Sans excuser la passion d'une partie de l'élite républicaine française pour l'Allemagne, on peut essayer de la comprendre.
De façon simple, on peut qualifier cette fascination de "nitchéenne", puisqu'elle répond à l'idéal civilisateur républicain, dont Nitche sait bien qu'il n'est ni juif, ni chrétien, ni anarchiste.
L'Allemagne nazie paraît à un certain nombre d'intellectuels français républicains des années 30 le meilleur espoir de restauration d'un Occident submergé par les valeurs libérales mercantiles "made in usa".
L'espoir placé au contraire dans la nouvelle civilisation soviétique est à peu près fait du même espoir de renaissance sociale. Ces espoirs sont aussi débiles l'un que l'autre. Nitche a raison de dénoncer comme une illusion l'idée de gouvernement populaire et de croire la civilisation fondée sur l'élitisme. Mais il a tort de ne pas voir que le premier rôle du clergé ou de l'élite moderne, consiste à tenir des discours démagogiques afin d'endormir le peuple.
Contrairement aux allégations du clergé soviétique, l'éloge du peuple n'est pas dans Marx, dont la critique conserve toute sa vigueur. La démonstration est dans Marx que la pourriture d'un régime commence par se sentir d'abord dans son élite ; cela ne consiste pas dans l'éloge du peuple, mais le conseil adressé à ceux qui en sont issus de se défier des moeurs et la mentalité de l'élite dirigeante, en particulier son culte du droit, par où la débilité de l'élite est la plus remarquable.
Le meilleur exemple de fascination de l'Allemagne est celui de Drieu La Rochelle, fasciné par l'Allemagne nazie, avant de reconnaître que les nazis, en fait de parangons de la civilisation, ne sont que de vulgaires commerçants belges ou yankees ; et de reporter son admiration sur l'Union soviétique. On devine que la civilisation n'a jamais eu d'existence en dehors de la cervelle de bourgeois rêveurs. Du moins Drieu comprit-il et formula presque que la bourgeoisie n'a d'autre aptitude que se vautrer dans les rêves complaisants et la conception de toutes les choses virtuelles, ainsi que les gosses qui ne sortent jamais du giron de leur mère, ou n'ont jamais d'autre désir que, secrètement, d'y retourner.
Par quoi ces espoirs de renaissance divers ont-ils été remplacés après guerre, si ce n'est par le projet de constitution européenne ?
Dans la fascination pour les régimes nazi ou soviétique des intellectuels républicains d'entre les deux guerres, entre certainement aussi pour beaucoup la vitalité industrieuse de ces nations, ayant apparemment retrouvé leur jeunesse.
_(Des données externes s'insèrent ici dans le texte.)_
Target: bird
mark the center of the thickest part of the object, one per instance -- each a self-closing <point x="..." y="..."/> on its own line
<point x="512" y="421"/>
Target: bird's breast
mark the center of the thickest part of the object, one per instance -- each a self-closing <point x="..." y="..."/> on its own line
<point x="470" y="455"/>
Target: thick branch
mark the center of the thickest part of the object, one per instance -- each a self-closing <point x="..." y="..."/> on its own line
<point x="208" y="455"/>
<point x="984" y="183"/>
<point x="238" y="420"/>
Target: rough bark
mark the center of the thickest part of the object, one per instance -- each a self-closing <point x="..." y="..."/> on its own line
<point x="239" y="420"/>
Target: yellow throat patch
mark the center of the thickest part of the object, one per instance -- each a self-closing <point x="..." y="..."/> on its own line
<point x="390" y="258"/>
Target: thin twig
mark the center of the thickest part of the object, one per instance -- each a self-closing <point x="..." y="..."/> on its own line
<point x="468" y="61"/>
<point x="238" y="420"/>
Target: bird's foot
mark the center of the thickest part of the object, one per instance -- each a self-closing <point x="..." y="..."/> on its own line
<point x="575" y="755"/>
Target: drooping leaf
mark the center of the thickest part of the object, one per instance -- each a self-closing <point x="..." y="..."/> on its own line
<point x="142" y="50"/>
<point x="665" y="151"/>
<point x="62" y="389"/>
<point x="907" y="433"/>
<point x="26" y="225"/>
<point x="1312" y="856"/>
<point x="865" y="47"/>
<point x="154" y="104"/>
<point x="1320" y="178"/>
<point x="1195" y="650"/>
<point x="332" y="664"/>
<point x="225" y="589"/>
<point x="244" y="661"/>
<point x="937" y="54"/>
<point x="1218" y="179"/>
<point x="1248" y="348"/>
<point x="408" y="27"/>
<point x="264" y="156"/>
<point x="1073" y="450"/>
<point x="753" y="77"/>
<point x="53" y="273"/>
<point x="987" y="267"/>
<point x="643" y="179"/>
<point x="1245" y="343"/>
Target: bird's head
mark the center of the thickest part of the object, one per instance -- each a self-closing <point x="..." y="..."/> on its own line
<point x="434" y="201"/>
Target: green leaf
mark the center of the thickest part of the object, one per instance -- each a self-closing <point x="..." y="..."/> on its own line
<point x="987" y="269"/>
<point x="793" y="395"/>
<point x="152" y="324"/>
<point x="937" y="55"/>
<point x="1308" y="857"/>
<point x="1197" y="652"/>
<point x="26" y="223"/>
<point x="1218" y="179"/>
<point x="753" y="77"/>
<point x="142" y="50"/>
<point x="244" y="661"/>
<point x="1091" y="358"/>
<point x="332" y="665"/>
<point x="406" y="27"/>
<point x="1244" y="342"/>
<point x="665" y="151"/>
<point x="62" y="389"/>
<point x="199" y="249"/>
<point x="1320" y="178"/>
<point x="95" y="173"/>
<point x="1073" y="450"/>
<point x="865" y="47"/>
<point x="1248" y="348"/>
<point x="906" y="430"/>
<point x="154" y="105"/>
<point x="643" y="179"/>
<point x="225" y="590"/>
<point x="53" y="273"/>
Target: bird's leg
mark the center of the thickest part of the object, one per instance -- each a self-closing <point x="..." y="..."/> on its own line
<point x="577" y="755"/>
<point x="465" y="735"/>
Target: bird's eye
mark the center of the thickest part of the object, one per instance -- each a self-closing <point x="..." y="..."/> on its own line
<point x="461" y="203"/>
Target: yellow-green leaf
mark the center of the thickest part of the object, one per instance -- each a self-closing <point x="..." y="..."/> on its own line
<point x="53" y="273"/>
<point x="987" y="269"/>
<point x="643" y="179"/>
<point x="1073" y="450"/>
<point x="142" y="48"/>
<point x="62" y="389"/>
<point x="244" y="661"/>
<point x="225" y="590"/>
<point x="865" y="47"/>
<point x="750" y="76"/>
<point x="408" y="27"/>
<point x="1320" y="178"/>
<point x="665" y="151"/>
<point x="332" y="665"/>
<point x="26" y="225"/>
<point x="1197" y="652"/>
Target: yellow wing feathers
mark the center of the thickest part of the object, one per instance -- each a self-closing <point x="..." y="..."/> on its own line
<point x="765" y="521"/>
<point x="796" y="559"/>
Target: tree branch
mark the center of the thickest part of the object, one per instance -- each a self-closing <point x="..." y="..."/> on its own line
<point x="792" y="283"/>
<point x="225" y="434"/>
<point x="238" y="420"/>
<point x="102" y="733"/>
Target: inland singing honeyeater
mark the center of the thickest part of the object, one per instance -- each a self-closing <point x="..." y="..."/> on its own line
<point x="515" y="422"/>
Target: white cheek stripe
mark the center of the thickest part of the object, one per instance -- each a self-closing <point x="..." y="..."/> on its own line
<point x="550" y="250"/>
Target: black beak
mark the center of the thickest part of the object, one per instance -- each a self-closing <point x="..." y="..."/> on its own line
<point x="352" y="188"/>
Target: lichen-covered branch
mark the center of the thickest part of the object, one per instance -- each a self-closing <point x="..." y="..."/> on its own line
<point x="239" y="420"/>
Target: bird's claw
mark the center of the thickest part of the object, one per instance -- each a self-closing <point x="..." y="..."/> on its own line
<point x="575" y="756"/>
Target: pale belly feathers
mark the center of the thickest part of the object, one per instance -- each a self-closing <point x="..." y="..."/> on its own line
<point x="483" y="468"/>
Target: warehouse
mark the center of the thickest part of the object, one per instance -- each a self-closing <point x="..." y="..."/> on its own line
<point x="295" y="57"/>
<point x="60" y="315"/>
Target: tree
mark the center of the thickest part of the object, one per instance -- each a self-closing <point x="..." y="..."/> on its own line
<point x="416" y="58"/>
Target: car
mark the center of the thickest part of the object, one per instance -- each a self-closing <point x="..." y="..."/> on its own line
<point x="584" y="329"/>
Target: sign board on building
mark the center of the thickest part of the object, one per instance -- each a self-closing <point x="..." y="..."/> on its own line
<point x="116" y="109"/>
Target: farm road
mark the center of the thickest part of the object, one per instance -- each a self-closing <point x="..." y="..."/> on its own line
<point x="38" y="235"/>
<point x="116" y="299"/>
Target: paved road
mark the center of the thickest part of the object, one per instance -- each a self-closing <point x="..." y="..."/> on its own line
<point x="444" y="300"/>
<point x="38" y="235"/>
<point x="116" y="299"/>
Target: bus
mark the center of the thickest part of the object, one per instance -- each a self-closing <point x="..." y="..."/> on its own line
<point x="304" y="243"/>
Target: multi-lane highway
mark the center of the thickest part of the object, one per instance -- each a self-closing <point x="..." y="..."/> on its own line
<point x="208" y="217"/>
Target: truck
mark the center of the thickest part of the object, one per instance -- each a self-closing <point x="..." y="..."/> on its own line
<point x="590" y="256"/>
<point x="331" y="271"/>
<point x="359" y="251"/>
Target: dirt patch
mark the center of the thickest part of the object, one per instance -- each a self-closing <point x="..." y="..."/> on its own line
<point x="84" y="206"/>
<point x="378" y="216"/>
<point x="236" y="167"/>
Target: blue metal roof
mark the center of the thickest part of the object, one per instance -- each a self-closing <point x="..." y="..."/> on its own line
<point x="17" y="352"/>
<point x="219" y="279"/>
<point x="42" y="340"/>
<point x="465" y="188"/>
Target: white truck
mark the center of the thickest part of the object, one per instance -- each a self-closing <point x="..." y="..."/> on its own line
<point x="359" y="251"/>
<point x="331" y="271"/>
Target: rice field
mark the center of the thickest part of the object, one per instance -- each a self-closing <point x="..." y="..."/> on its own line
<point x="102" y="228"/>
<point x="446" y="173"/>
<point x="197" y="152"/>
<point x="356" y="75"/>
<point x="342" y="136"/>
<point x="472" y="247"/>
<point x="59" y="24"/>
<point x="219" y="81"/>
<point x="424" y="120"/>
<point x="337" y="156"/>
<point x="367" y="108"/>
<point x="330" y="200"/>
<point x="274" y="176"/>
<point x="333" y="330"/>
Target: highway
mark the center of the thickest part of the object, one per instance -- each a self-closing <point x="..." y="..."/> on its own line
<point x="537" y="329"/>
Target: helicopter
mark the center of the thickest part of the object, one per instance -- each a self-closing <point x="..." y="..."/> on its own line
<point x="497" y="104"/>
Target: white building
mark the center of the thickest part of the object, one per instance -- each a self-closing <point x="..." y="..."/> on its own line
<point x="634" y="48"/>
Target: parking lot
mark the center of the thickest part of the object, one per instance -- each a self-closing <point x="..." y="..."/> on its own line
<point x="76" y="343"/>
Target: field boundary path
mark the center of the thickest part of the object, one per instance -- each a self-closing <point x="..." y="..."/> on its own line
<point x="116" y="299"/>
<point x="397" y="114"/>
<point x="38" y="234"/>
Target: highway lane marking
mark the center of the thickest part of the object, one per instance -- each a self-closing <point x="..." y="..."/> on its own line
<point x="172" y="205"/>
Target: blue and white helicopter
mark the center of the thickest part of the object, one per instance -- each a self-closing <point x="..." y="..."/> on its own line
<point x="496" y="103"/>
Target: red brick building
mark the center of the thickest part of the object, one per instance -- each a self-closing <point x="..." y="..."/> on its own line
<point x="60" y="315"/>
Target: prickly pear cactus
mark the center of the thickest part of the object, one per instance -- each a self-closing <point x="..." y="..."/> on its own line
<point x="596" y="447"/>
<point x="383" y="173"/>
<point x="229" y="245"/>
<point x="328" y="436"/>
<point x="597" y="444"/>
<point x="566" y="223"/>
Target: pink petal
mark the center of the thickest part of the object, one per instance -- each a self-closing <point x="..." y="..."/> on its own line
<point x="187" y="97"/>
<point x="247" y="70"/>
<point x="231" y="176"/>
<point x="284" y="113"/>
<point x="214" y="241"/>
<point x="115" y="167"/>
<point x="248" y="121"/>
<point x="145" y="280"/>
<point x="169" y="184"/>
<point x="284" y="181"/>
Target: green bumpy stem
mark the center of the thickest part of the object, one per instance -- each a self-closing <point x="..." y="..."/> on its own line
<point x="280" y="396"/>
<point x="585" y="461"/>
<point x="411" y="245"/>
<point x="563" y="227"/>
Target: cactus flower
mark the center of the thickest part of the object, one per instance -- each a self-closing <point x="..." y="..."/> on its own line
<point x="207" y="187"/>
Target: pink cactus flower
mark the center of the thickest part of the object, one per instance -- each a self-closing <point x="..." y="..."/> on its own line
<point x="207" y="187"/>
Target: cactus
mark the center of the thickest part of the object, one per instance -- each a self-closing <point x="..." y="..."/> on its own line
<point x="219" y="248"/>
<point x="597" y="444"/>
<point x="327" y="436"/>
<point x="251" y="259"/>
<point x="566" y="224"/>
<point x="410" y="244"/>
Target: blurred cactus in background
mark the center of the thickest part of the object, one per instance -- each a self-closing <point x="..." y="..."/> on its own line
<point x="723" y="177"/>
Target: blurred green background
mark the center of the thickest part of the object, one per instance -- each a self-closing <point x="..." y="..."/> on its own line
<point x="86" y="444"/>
Les poètes, dont il n'est pas besoin de creuser beaucoup pour déceler la sensibilité pédérastique, sont forcément sensibles à la vigueur des jeunes nazis ou soviétiques.
Beaucoup plus difficilement compréhensible et excusable en revanche, la fascination de l'élite républicaine actuelle pour l'Allemagne, réduite à l'état d'hospice de vieillards ? L'Allemagne est une femme-cougar. Il faut le goût de la charogne comme François Fillon pour vouloir s'y fourrer.